In his excellent commentary, "When it comes to animal waste disposal, cheap is costly," (October 2009), Lynton Land alluded in passing to the land application of sewage sludge (The reference to sewage sludge as biosolids is used by the multimillion-dollar sludge industry and their advocates, including regulatory agencies, to put the best possible face on this pollutant.)

As an adjunct to his presentation, an analysis of sewage sludge and its impacts on the Bay needs to be examined.

The "Harper Collins Dictionary of Environmental Studies" defines sludge as "A viscous, semi-solid mixture of bacteria and virus-laden matter, toxic metals, synthetic organic chemicals and settled solids removed from domestic and industrial waste at sewage treatment plants."

Seven million dry tons of sludge are produced annually in the United States by the thousands of treatment plants operating around the clock. An undetermined number of the estimated 100,000 biological and chemical elements or compounds that exist or are produced in the nation can reasonably be expected to end up in the waste stream flowing into sewage treatment plants.

Sewage sludge is currently disposed of by incinerating it, using it in landfills or spreading it on land, mostly farmland. The latter is the most prevalent means of disposal because it is the least expensive or the most expedient mode of disposal. But of the three alternatives, it presents, by far, the greatest health and environmental risk.

Sludge is an equal opportunity pollutant-it impacts or degrades the air, water and land.

Most classes of sludge represent such a threat to human health that in Pennsylvania, public access to a sludged site must have a warning sign. Some sites are restricted for up to a year.

A significant and growing number of respected scientists and agencies/organizations have raised serious concerns regarding the spread of sludge on farmland.

For example, the "Cornell University Guide for Integrated Field Crop Management" states that the heavy metals, toxic organic chemicals (PCBs, for example) and the pathogens contained in sludge are "particularly toxic to both animals and humans."

U.S. Geological Survey scientists found that "a variety of pharmaceuticals and household chemicals are contained in sewage sludge." The same agency recently found 25 chemicals in earthworms collected from sludged fields. Caroline Snyder, Ph.D., a professor emeritus at the Rochester Institute of Technology, has concluded, as a result of her studies, that "serious illnesses, including deaths, and adverse environmental impacts have been linked to land application of sewage sludge."

The Pennsylvania Department of the Environmental Protection has claimed sole permitting and management authority in regard to the land application of sludge. This agency has refused to permit local governments any authority to enact even complementary or supplementary regulations to govern sludge application to protect their residents or the sustainability of farmland.

The stringent standards enacted by the Board of Supervisors in Shrewsbury Township, PA, will likely be expunged under threat of a suit by the state's attorney general.

Both the EPA and the DEP claim that sewage sludge is a "fertilizer" primarily because in addition to the organic material, it also contains nitrogen and phosphorus.

Tons of sludge is applied per acre, depending on the nitrogen needs of the crop. Frequently, this is field corn, which requires approximately 200 pounds of actual nitrogen/acre. This usually results in excessive amounts of phosphorus being applied.

In Shrewsbury Township, recent sludge applications on farmland were not incorporated into the soil profile, but remained on the surface and were subject to accelerated runoff into local streams and ultimately, the Bay.

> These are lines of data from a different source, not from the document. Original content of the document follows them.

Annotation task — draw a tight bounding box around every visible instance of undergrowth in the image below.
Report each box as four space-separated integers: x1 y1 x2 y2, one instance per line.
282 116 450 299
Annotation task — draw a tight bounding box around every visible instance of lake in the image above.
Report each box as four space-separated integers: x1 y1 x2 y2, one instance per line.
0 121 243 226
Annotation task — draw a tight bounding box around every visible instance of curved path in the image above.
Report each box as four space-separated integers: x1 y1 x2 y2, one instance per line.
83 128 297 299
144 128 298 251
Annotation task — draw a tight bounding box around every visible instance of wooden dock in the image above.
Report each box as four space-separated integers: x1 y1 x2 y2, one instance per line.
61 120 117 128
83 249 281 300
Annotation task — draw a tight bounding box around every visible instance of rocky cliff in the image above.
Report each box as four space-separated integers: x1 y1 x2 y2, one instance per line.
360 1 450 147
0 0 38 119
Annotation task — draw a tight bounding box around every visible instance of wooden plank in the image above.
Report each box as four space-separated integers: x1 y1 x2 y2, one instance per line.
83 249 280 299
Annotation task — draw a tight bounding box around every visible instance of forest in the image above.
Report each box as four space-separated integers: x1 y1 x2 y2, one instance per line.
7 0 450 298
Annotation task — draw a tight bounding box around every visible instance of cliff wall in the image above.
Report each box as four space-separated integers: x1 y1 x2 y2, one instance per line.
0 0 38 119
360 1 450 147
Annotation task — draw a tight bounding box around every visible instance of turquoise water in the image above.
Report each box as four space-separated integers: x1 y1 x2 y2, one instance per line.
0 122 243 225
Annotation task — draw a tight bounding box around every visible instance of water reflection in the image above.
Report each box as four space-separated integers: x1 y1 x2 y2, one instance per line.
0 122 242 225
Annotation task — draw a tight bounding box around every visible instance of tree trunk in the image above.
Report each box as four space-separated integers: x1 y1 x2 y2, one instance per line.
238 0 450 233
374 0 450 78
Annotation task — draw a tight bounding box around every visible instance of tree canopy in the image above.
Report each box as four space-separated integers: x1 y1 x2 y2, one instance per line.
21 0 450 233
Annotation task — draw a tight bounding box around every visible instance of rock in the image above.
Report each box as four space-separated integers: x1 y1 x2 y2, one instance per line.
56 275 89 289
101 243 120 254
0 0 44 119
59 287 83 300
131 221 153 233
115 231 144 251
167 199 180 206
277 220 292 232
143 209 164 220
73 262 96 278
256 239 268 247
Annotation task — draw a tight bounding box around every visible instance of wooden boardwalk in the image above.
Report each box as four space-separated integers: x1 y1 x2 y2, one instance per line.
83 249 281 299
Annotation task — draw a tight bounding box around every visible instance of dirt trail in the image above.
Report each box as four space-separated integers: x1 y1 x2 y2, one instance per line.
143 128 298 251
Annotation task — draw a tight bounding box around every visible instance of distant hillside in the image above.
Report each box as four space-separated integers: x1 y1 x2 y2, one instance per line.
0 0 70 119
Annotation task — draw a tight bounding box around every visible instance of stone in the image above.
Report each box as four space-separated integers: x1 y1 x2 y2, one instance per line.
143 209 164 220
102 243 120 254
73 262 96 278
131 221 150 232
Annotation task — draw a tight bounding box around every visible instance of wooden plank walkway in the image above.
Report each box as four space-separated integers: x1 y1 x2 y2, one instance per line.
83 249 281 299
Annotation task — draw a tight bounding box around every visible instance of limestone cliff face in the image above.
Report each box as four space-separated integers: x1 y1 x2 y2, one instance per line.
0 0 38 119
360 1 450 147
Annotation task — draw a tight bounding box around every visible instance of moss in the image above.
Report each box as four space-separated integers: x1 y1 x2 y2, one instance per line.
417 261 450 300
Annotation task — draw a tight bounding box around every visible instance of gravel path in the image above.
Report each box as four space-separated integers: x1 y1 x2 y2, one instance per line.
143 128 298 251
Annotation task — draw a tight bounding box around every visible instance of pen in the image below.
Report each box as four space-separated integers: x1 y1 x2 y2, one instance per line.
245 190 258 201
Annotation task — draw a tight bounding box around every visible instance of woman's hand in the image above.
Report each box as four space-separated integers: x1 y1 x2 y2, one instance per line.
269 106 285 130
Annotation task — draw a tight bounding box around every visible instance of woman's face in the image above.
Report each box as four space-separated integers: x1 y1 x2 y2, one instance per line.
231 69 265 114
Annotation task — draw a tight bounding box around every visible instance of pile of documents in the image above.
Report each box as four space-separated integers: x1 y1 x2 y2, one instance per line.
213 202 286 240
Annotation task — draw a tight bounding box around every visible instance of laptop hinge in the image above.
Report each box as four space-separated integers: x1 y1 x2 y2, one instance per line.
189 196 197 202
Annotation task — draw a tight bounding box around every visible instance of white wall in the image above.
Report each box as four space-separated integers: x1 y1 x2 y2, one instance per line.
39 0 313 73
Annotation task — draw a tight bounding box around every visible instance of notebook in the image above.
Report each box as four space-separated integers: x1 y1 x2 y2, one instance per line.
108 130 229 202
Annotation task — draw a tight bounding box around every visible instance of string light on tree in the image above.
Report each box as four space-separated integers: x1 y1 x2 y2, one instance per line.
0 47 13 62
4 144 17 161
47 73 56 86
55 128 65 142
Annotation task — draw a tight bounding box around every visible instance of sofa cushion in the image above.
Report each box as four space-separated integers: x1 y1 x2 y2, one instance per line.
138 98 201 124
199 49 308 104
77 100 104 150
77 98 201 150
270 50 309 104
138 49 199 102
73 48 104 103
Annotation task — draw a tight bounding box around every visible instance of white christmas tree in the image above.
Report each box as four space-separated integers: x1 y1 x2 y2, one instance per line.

In addition, a percentage of the nitrogen being applied was lost to volatilization caused by being exposed to open air.

If any lingering doubt exists as to whether sewage sludge is a bona fide, safe fertilizer-why do sewage treatment plants have to pay about $50 a ton to entice sludge disposal brokers to haul it away from the treatment plants? Why do these brokers have to pay unsuspecting farmers to accept it?

The DEP's regulation and overall management of sludge on land is woefully inadequate to protect the watersheds of the Bay.

For example, sewage treatment plants are required to test for only 11 of the many thousands of pollutants contained in sludge.

And then, to make matters worse, the testing schedule at the facilities-which in some cases is only once a year-is flawed as each load delivered to the spreading site needs to be tested, because the constituents or components of raw sewage flowing to treatment plants varies appreciably from hour to hour, day to day.

In the past, a primary means of sewage sludge disposal along the northeastern coast of the United States consisted of ocean dumping.

This impacted the marine environment and beaches. Environmental groups were outraged and Congress was forced to prohibit ocean dumping.

The stakeholders, which is all of us, with an interest in a healthy Bay should be equally outraged with the practice of dumping sludge on farmland.